Native Roots

Celebrating Native Food
The Food Summit brought together Native people from 26 states that are in some way involved in the emerging "Native Food
Movement." Consider that just in the lower 48 states alone, tribes "own" 55 million acres, 47 million of which are in agricultural
production. Of the acres in food production (including both crops and livestock), tribes and Native peoples do not "control" almost 70% of
them, but leases this land to others, according to the First Nations Development Institute. But the potential of using this tremendous asset
to more directly benefit Native people economically and in restoring health exists and is gradually being realized by tribal communities and
organizations. Some of the organizations present at the summit who are helping tribes realize this potential are: Intertribal Agricultural
Council, Native American Culinary Association, Traditional Native Food Systems Project, International Indian Treaty Council, Columbia River
Intertribal Fish Commission, Intertribal Bison Cooperative, and Traditional Native American Farmer Association. Some non-Native groups
present at the conference that are involved with this movement were: Heifer International, Southwest Marketing Network, Center for
Sustainable Environments, and Community Food Security Coalition.
The conference also emphasized the need to fight diabetes and childhood obesity in Native communities. According to the
National Health and Nutrition Examination Survey, (NHANES) an estimated 40 percent of Native youth are overweight. Native Americans
experience the highest rates of diabetes of any minority group in the United States, with diabetes affecting one in five adults over the age
of 20 in many Indian communities. Restoring traditional food systems and Native agriculture are seen as a part of the solution in the fight
against diabetes and other degenerative diseases.

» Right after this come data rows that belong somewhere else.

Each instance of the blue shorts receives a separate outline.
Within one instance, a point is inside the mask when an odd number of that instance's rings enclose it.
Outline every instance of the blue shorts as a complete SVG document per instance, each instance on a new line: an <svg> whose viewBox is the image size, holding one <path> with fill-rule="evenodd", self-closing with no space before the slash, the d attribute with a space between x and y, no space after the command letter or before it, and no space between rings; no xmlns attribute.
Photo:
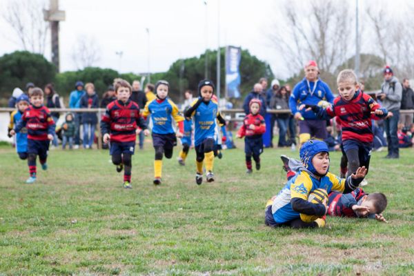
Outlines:
<svg viewBox="0 0 414 276"><path fill-rule="evenodd" d="M188 144L188 146L191 145L191 137L184 136L181 138L181 144L184 145L184 144Z"/></svg>
<svg viewBox="0 0 414 276"><path fill-rule="evenodd" d="M358 150L358 157L361 164L366 164L371 159L371 153L373 148L371 143L362 143L356 140L345 140L342 141L342 148L345 155L349 150Z"/></svg>
<svg viewBox="0 0 414 276"><path fill-rule="evenodd" d="M175 146L177 146L175 133L152 133L152 145L154 148L162 147L164 148L172 149Z"/></svg>
<svg viewBox="0 0 414 276"><path fill-rule="evenodd" d="M244 138L244 153L259 156L263 152L263 138Z"/></svg>
<svg viewBox="0 0 414 276"><path fill-rule="evenodd" d="M34 153L39 155L41 159L48 156L49 151L49 140L32 140L28 139L28 154Z"/></svg>
<svg viewBox="0 0 414 276"><path fill-rule="evenodd" d="M134 155L135 151L135 141L132 142L110 142L109 154L110 155L129 153Z"/></svg>

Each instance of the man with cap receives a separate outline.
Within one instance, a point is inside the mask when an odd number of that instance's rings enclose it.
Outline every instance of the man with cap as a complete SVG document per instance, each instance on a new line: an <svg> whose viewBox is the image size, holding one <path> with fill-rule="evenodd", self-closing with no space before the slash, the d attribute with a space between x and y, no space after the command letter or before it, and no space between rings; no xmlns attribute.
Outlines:
<svg viewBox="0 0 414 276"><path fill-rule="evenodd" d="M317 118L311 111L306 111L305 104L332 103L333 95L329 86L319 78L319 70L315 61L304 68L305 77L293 88L289 98L289 108L295 119L299 120L299 143L303 144L310 138L324 140L327 137L326 121Z"/></svg>
<svg viewBox="0 0 414 276"><path fill-rule="evenodd" d="M381 85L381 92L377 95L377 98L381 101L382 107L393 114L392 117L384 121L388 150L385 158L400 158L397 127L400 119L402 86L394 76L391 68L388 66L384 68L384 81Z"/></svg>
<svg viewBox="0 0 414 276"><path fill-rule="evenodd" d="M69 108L79 108L81 106L81 98L85 95L83 90L83 83L81 81L78 81L75 84L75 90L70 92L69 96ZM75 148L79 148L80 144L80 126L81 121L82 120L82 113L75 112Z"/></svg>

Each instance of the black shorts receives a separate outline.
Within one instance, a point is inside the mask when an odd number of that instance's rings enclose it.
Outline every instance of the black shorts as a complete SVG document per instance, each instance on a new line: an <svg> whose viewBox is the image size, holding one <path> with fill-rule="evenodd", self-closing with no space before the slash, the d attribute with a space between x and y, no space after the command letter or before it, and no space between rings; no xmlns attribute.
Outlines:
<svg viewBox="0 0 414 276"><path fill-rule="evenodd" d="M40 157L48 156L49 140L33 140L28 139L28 153L34 153Z"/></svg>
<svg viewBox="0 0 414 276"><path fill-rule="evenodd" d="M152 145L154 148L162 147L172 149L177 146L177 137L175 133L157 134L152 133Z"/></svg>
<svg viewBox="0 0 414 276"><path fill-rule="evenodd" d="M246 155L259 156L263 152L263 139L260 137L244 139L244 152Z"/></svg>

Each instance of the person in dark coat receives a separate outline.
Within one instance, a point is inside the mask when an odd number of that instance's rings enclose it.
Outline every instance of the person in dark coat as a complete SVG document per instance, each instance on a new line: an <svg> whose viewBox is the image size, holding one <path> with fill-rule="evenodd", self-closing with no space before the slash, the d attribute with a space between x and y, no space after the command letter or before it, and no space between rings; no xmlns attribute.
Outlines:
<svg viewBox="0 0 414 276"><path fill-rule="evenodd" d="M81 108L97 108L99 105L98 95L95 92L95 86L92 83L85 85L86 93L81 98ZM95 139L95 130L98 117L95 112L83 112L82 124L83 126L83 148L92 148Z"/></svg>

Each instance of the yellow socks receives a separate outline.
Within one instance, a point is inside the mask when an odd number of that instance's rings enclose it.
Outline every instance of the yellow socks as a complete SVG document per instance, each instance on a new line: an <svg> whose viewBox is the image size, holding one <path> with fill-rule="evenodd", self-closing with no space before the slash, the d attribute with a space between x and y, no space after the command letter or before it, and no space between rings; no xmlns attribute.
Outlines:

Some of the shining stars among the profiled programs at the summit include a program started by Winona LaDuke (Ojibwe) –
the White Earth Land Recovery Project. This project maintains a program called Mino-Miijim, which
delivers wild rice and other traditional foods, such as hominy and buffalo meat, to elderly tribal members who suffer from Type 2 diabetes.
This program is meant to substitute traditional foods for high fat fast foods and government commodities that contribute to diabetes.